Giveaway and Game Review: Tomb Raider
If you’ve read some of my posts the past few weeks, you’ll know I’ve been hoping to get my hands on the new Tomb Raider game. Well, now thanks to Ladbrokes I got the chance to play the game. Besides that as part of their promotion of their own Tomb Raider Slot Game they’ve given me a copy to giveaway to one of my lovely readers!
What do you need to do to enter? Simply fill in the following form:
You’ll also get an extra entry if you mention the giveaway on Twitter with the hashtag #missgeeky, and another extra entry if you like this post on Facebook. The competition is only open to residents in the UK. The winner will be drawn randomly and I will contact them on Tuesday April 3rd.
So what did I think of the game? Short version: fun yet brutal game that somehow doesn’t feel like “my” Tomb Raider.
I used to be a huge Tomb Raider fan. It had a strong kickass female protagonist, featured lots of spooky ancient places and the main gameplay was focused on solving puzzles. I wasn’t very good at it, but it was fun and the part of me that loved ancient history enjoyed seeing the myths and tombs come to life. I could walk around the ruins of an ancient Indian temple or explore the catacombs of a Egyptian temple and it filled me with awe and wonder. I loved how you could pull a random lever, hear a click and not know what the effect was, leaving you wandering around trying to find what had changed. I loved how you had to battle dinosaurs, mutants, gods, and other weird things that inhabited those ancient tombs.
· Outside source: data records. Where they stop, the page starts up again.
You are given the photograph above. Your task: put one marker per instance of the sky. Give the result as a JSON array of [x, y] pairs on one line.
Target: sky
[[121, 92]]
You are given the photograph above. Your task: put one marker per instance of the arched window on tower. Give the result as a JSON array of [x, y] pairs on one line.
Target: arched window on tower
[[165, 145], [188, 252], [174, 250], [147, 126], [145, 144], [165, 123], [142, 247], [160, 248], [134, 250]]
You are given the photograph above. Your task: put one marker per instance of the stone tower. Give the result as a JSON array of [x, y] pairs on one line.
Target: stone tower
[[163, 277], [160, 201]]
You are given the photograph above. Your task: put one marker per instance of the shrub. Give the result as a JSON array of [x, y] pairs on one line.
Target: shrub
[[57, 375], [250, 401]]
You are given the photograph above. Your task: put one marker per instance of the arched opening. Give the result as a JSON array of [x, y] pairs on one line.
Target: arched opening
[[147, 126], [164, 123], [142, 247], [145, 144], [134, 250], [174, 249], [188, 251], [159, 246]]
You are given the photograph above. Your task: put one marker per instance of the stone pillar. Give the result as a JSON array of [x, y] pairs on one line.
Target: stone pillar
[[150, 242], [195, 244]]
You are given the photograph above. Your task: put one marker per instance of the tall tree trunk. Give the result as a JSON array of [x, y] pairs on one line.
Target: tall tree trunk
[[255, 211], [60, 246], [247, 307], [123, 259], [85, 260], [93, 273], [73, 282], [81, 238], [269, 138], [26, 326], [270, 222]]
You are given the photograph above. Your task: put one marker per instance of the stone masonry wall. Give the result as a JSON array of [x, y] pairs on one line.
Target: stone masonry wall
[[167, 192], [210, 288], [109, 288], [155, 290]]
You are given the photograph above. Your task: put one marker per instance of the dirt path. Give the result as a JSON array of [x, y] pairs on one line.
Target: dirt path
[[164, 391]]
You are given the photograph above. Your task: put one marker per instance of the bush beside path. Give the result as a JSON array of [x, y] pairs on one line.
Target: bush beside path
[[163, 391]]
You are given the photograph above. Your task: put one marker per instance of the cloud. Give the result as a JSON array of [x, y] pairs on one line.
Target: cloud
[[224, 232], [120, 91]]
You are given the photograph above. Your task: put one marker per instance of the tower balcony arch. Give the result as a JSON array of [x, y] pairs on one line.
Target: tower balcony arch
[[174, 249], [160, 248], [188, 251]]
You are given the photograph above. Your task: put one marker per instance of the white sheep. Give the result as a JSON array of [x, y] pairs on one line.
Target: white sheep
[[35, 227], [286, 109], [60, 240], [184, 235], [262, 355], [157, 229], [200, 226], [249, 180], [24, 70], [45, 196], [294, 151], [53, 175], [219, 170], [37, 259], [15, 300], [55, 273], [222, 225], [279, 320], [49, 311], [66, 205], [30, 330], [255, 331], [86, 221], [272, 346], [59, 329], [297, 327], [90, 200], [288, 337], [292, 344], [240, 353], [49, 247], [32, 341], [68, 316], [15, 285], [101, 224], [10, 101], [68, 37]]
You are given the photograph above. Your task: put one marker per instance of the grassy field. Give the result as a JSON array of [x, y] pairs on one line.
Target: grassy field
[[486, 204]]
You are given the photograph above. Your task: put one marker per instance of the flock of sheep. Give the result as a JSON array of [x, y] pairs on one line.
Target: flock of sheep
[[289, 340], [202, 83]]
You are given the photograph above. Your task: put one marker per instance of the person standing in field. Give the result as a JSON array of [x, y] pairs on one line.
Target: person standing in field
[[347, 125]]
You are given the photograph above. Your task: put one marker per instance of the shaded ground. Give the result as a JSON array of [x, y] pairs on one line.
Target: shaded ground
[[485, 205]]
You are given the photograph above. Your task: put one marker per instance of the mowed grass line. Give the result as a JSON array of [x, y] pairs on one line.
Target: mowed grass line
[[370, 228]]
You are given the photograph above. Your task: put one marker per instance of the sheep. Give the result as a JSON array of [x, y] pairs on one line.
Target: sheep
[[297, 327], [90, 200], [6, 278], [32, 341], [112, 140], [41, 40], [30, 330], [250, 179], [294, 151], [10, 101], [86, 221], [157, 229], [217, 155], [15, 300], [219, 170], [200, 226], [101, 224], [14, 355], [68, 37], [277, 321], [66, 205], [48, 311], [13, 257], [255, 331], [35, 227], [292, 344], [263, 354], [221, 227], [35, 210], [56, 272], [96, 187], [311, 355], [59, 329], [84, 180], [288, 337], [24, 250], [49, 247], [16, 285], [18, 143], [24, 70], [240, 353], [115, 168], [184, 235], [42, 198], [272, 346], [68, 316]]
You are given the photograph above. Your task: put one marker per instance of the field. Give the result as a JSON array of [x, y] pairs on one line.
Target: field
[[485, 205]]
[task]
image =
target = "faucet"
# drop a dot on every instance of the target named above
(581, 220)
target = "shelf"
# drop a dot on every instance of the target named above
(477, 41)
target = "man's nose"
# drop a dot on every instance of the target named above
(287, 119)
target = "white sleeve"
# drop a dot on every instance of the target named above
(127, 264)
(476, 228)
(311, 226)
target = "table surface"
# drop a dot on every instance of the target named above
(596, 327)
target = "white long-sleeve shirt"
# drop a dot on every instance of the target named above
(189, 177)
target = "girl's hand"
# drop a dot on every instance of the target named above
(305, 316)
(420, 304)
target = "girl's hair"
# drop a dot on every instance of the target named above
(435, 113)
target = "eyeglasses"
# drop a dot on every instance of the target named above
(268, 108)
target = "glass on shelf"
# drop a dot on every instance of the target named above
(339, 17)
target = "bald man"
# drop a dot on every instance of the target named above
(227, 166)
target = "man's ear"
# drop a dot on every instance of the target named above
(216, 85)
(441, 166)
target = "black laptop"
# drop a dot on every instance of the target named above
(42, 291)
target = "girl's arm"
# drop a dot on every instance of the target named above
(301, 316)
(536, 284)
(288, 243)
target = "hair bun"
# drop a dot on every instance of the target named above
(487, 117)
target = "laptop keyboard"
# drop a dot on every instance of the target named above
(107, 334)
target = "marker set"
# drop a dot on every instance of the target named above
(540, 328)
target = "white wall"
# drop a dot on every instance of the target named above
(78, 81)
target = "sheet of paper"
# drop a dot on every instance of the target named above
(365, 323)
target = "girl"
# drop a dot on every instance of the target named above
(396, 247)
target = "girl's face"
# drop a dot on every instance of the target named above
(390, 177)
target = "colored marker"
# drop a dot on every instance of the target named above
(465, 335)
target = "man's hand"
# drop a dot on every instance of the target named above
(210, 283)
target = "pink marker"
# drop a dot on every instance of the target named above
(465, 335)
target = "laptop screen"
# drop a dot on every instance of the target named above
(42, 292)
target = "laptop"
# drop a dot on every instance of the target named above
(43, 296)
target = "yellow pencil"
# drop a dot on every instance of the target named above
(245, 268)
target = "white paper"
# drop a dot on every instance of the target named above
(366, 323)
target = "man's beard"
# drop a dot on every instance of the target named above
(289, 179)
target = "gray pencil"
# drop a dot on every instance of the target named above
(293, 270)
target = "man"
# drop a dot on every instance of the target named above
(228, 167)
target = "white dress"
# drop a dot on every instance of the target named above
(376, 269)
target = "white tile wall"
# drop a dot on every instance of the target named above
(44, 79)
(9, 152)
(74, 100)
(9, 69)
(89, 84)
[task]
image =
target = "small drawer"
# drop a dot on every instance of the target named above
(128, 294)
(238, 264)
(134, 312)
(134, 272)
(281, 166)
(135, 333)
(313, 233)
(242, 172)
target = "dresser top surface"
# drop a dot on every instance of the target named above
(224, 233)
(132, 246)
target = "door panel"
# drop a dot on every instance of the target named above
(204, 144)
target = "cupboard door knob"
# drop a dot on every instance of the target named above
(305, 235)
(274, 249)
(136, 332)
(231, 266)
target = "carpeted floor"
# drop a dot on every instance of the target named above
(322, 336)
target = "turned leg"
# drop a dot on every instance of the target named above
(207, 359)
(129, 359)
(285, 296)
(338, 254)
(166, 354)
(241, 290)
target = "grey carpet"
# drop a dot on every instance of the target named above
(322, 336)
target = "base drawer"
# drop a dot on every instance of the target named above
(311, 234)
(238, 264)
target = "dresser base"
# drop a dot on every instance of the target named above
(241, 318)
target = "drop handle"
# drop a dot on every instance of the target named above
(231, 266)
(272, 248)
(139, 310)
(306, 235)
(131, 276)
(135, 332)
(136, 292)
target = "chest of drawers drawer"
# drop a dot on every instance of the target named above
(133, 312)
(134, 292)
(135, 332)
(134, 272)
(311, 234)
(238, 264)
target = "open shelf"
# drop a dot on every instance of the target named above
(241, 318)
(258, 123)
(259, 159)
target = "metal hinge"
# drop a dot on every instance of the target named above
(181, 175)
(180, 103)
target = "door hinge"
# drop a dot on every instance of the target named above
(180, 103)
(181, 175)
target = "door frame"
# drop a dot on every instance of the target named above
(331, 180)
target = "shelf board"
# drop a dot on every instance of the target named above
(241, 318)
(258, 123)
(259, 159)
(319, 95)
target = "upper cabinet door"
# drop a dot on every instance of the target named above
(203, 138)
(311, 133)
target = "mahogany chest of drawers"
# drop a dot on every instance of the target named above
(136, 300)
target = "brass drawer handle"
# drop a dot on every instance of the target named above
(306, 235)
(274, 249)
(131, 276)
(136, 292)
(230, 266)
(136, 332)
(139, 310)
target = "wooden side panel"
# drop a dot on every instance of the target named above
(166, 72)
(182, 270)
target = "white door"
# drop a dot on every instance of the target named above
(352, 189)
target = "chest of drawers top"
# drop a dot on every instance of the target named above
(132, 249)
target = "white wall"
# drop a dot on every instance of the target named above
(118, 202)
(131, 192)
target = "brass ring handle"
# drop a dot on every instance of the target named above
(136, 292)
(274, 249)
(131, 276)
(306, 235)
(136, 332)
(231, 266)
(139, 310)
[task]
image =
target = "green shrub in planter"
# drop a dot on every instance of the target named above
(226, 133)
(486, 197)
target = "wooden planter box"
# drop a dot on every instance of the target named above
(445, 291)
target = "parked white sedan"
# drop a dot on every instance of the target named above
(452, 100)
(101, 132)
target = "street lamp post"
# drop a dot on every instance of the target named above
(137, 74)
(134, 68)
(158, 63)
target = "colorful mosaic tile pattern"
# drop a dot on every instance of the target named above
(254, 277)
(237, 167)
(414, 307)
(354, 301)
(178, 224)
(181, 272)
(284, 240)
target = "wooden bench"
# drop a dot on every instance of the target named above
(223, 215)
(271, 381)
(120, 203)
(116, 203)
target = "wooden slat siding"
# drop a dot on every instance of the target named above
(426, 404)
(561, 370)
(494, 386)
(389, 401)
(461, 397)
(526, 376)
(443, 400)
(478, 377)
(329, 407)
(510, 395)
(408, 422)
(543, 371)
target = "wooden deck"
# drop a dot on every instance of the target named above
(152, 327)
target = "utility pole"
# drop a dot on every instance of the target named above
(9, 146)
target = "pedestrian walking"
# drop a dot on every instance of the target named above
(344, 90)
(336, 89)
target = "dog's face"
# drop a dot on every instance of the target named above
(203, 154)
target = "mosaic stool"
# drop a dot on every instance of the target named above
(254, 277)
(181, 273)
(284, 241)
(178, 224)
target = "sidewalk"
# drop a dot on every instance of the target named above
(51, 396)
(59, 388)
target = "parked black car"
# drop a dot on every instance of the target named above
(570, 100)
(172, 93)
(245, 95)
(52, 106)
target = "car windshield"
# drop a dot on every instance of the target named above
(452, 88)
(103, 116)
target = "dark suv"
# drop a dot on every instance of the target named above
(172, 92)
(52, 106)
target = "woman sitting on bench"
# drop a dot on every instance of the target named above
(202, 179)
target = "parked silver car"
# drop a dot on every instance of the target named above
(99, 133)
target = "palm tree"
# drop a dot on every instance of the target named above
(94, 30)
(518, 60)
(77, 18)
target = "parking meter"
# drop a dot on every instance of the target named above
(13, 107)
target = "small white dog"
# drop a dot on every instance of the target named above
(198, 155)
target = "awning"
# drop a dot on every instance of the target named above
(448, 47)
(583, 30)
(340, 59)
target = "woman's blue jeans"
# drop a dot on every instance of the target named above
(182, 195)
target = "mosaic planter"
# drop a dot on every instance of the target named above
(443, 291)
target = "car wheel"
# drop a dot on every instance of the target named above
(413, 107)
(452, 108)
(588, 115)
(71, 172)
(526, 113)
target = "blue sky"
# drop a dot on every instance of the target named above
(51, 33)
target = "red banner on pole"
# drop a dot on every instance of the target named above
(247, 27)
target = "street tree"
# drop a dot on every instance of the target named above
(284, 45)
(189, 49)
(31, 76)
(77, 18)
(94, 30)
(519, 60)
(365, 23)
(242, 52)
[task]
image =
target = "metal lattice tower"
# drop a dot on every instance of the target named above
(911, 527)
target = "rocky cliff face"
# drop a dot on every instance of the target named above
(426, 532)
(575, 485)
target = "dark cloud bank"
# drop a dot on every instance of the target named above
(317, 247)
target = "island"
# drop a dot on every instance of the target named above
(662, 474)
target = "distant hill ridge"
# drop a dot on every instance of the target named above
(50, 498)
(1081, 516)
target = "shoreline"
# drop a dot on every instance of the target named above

Jump forward 16 years (!!! wow, now I feel old) and we get the rebooted version featuring a younger more innocent Lara Croft. This new story is all about putting this unexperienced Lara into a deadly dangerous environment and seeing her “grow” into the Lara Croft we know. She’s thrown into this terrible situation and does everything she can to make sure she and her friends survive.
As I expected there’s a lot about this game that feels like Uncharted: ancient ruins, phases of corridors of enemies just shooting at you and the standard jumping and climbing traversals. Once you unlock your special rope arrow ability (also: who the hell went through all the effort of tying ropes around all those bits of trees, doors and pillars?? Someone on that island must have been bored) the game traversal gets a bit more interesting and the use of fire provides some fun puzzle solving.
The problem I had with those “puzzles” though is that they never felt too complex; every single time it was pretty straightforward on how to solve it, I never had the feeling the game was challenging me. I can understand that the main storyline should remain easy and solvable for all, but why couldn’t some of the optional tombs be a bit more trickier? Why couldn’t they bring back the levers, hiding some of the challenges behind secret doors?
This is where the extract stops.